In a tale as chilling as Mrs. Danvers’ whole personality, Alfred Hitchkok’s Rebecca, based on Daphne Du Maurier’s iconic book, has one biting their cuticles till the very end. A young girl plays companion to a wealthy (and haughty) lady, and it’s here that she crosses paths with the handsome, mega-rich and brooding Maxim de Winter. While their secret courtship period takes place amidst the sleek and glitzy backdrop of Monte Carlo (think vintage cars, exclusive poker hubs and the fanciest hotels), the two marry (scandalously!) and return to the intimidating de Winter mansion, Manderley, in Cornwall—where the location instantly darkens to the isolated Cornish cliffs and coastlines, and where the ghost of the first Mrs. de Winter lingers still…

—Sanjana Ray

 

Insomnia (1997)

In 2002, Christopher Nolan remade this brilliant ’90s Scandi noir for Hollywood, shifting its backdrop to Alaska.
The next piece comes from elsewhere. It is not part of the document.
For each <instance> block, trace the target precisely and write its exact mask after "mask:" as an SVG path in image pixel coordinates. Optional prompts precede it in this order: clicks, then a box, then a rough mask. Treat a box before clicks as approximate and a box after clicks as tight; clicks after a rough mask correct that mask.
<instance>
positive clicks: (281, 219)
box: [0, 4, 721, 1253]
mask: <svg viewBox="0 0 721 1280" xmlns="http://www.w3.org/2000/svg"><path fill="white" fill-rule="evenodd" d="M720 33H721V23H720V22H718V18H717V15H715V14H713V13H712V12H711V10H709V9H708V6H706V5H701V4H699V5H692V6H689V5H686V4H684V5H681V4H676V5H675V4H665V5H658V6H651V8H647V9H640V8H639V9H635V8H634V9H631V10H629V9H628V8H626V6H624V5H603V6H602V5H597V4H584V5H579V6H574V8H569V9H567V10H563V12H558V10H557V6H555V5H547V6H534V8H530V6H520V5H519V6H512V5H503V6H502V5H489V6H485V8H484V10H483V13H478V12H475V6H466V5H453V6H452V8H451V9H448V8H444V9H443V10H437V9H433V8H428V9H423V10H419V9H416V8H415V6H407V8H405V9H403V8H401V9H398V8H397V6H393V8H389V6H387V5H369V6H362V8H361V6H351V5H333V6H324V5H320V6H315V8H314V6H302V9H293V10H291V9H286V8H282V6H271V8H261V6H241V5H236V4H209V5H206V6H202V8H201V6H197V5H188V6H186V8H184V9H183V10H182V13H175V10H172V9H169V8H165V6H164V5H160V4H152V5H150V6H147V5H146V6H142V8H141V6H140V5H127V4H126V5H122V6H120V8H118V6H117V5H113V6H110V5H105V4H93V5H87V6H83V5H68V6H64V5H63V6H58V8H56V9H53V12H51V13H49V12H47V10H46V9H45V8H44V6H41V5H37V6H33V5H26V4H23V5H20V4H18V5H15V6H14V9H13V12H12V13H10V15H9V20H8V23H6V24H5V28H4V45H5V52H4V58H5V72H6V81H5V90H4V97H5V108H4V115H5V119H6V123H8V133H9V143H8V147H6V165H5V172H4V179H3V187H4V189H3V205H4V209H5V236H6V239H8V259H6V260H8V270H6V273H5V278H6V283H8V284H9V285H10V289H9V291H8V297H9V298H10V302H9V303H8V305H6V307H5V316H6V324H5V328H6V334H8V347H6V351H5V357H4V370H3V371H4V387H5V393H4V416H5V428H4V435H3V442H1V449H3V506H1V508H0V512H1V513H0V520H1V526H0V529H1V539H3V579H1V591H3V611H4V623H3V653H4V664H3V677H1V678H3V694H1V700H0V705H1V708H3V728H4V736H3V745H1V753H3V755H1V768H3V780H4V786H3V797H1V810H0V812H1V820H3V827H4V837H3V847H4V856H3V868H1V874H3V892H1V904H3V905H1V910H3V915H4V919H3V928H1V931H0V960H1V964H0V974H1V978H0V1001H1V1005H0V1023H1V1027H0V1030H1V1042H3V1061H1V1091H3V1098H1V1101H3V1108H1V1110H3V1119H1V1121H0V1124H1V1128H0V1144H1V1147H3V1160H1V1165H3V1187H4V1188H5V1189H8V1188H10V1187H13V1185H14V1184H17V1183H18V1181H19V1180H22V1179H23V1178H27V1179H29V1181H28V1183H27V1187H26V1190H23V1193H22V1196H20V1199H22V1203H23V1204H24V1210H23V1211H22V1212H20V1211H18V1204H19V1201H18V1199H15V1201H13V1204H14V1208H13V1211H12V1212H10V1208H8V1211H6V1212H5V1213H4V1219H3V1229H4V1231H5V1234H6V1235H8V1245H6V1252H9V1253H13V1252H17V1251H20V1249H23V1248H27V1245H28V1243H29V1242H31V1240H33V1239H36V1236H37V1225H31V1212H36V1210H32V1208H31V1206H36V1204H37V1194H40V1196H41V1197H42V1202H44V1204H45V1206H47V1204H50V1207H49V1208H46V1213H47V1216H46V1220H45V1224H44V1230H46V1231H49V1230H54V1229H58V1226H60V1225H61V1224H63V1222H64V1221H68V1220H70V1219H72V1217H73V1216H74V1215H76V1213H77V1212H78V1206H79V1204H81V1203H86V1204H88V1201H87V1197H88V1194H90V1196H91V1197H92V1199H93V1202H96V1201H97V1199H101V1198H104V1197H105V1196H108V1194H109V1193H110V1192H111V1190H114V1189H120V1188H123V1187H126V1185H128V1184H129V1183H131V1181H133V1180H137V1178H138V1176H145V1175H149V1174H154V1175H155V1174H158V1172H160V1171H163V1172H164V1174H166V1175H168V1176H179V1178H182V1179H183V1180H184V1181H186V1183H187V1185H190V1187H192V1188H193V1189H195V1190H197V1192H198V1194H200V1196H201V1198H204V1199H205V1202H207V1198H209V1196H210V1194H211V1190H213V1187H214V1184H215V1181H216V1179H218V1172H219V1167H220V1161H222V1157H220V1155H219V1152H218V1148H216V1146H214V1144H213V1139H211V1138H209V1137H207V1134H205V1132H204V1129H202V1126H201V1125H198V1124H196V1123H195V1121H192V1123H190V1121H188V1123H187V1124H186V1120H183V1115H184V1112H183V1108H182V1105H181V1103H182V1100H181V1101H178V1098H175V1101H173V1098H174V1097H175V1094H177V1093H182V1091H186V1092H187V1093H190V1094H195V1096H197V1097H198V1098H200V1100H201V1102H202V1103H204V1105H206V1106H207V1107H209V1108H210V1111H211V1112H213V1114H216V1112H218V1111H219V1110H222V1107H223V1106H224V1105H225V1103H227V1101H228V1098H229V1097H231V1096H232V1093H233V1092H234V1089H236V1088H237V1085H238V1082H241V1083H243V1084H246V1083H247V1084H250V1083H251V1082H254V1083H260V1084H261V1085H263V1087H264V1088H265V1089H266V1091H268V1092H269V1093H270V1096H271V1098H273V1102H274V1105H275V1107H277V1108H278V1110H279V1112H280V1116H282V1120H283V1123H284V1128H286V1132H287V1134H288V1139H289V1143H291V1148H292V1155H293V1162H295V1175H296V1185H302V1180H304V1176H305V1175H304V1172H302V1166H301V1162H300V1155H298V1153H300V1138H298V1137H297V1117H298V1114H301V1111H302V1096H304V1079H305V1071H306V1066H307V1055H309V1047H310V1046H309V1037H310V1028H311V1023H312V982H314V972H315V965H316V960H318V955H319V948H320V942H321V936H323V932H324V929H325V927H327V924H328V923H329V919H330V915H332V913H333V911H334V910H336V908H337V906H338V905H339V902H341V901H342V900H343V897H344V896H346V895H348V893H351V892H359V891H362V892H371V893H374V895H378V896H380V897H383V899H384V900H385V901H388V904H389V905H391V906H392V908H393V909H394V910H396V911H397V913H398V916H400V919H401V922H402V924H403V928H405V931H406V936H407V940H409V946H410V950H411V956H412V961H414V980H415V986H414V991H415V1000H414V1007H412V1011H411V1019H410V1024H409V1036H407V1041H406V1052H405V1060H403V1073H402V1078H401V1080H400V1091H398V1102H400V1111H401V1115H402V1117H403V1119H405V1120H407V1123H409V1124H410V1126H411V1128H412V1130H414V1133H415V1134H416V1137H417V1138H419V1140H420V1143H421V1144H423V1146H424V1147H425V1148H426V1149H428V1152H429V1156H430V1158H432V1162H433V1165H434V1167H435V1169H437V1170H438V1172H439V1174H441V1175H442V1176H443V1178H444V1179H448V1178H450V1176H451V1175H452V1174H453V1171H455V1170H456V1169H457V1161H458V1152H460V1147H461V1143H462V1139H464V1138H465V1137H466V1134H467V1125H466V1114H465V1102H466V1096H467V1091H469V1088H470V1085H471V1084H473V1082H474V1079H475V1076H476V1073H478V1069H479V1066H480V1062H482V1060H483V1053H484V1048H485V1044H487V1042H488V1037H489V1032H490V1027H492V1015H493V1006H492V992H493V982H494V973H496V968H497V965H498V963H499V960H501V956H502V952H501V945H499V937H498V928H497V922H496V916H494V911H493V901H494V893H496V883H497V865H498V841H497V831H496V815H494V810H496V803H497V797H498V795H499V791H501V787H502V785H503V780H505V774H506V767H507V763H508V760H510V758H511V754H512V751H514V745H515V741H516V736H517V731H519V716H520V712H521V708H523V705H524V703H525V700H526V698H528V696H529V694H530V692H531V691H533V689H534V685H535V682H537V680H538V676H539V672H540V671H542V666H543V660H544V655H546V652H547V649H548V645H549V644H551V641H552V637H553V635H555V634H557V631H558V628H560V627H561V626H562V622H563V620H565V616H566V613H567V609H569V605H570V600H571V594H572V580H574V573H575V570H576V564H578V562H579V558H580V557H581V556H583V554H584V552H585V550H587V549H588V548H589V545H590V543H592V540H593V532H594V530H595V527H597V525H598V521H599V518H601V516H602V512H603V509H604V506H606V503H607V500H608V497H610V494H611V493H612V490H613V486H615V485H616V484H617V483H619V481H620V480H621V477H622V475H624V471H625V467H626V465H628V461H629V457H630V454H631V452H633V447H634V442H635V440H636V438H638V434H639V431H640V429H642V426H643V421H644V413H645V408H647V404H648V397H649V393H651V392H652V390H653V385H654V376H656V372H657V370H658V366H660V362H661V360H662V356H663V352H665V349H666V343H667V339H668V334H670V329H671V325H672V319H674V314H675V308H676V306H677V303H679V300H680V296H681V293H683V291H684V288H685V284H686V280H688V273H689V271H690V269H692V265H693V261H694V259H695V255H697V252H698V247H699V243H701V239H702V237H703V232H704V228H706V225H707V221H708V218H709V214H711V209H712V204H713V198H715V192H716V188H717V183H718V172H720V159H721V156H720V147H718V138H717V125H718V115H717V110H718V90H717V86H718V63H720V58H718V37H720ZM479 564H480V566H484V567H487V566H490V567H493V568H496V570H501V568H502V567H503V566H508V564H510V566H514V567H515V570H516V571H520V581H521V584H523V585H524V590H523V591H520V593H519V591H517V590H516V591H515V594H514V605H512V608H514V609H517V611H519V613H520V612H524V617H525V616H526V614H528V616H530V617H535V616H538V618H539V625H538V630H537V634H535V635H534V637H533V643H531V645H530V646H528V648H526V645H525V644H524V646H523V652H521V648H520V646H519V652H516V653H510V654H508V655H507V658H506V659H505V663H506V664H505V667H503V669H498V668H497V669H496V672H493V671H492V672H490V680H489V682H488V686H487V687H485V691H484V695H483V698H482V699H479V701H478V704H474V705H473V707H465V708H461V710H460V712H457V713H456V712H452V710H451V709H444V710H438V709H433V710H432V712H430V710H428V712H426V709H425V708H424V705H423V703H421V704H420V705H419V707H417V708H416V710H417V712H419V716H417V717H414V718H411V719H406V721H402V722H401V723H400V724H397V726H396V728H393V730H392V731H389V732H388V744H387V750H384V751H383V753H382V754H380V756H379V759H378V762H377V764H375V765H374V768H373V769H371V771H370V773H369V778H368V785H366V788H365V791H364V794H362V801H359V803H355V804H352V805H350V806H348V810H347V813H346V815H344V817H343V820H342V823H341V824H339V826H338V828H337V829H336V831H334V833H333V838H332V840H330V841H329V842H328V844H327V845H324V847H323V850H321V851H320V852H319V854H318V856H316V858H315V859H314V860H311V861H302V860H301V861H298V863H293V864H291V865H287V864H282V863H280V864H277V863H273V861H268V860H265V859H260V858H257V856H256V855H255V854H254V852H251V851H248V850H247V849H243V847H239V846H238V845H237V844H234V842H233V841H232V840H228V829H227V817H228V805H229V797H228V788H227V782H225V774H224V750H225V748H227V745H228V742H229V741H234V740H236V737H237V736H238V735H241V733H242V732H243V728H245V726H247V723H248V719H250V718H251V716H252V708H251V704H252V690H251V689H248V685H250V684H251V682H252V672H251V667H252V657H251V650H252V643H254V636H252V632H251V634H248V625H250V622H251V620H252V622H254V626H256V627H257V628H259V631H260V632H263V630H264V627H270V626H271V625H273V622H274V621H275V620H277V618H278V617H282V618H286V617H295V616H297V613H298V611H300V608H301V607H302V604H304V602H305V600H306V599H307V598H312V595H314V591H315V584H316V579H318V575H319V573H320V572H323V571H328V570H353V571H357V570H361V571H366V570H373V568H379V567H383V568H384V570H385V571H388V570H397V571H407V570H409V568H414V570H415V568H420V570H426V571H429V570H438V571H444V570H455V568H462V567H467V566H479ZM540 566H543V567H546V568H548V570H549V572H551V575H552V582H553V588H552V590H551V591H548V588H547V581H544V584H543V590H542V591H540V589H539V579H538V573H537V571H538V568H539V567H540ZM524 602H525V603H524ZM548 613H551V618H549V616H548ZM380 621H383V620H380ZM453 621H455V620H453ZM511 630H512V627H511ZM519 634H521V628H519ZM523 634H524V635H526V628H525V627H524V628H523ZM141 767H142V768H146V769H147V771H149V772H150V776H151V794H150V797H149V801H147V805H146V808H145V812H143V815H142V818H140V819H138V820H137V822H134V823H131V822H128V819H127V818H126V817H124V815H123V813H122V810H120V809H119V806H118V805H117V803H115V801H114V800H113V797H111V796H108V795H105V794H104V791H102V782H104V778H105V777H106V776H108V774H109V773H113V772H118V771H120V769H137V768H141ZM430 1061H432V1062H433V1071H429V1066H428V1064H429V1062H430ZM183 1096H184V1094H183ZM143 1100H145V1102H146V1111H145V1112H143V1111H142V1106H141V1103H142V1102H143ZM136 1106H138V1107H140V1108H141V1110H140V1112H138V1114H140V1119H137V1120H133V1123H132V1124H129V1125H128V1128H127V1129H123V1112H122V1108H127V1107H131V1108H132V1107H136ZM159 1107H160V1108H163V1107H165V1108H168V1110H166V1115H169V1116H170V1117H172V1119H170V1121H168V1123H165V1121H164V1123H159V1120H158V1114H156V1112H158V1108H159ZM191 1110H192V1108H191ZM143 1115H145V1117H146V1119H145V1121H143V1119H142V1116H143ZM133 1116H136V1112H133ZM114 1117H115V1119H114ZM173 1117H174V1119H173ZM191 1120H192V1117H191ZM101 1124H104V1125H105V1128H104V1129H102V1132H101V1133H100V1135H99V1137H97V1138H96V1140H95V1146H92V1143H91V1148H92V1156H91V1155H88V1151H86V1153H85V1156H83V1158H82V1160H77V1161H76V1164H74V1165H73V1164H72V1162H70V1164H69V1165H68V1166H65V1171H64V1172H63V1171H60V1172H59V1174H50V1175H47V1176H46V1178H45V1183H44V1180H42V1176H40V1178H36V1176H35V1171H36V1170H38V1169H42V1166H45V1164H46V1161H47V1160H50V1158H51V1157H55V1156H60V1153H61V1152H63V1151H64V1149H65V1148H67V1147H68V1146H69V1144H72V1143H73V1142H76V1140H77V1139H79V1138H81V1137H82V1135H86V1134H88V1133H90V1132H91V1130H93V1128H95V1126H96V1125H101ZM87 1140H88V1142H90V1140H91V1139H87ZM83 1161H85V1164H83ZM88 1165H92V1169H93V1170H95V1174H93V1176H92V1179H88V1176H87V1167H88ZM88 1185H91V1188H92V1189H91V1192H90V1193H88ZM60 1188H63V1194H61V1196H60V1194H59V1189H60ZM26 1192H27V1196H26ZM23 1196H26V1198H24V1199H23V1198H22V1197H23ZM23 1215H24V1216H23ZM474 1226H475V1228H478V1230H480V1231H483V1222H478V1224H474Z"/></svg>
But only the Norwegian original, directed by Erik Skjold-bjaerg in the Northern Lights-ground zero of Tromsø, delivers a head-spinning dive into peak winter’s disorienting atmospherics. Detective Jonas Engstrom (Stellan Skarsgard) and his partner arrive in town to solve a local woman Tanja’s brutal murder, a case with more psychological ramifications for Jonas than he bargained for. Clinical and world-weary, Jonas ought to be at home in this frozen wonderland yet as he drifts deeper into the investigation, under Norway’s oppressing midnight sun, sleep seems out of reach. And so does his liminal sanity.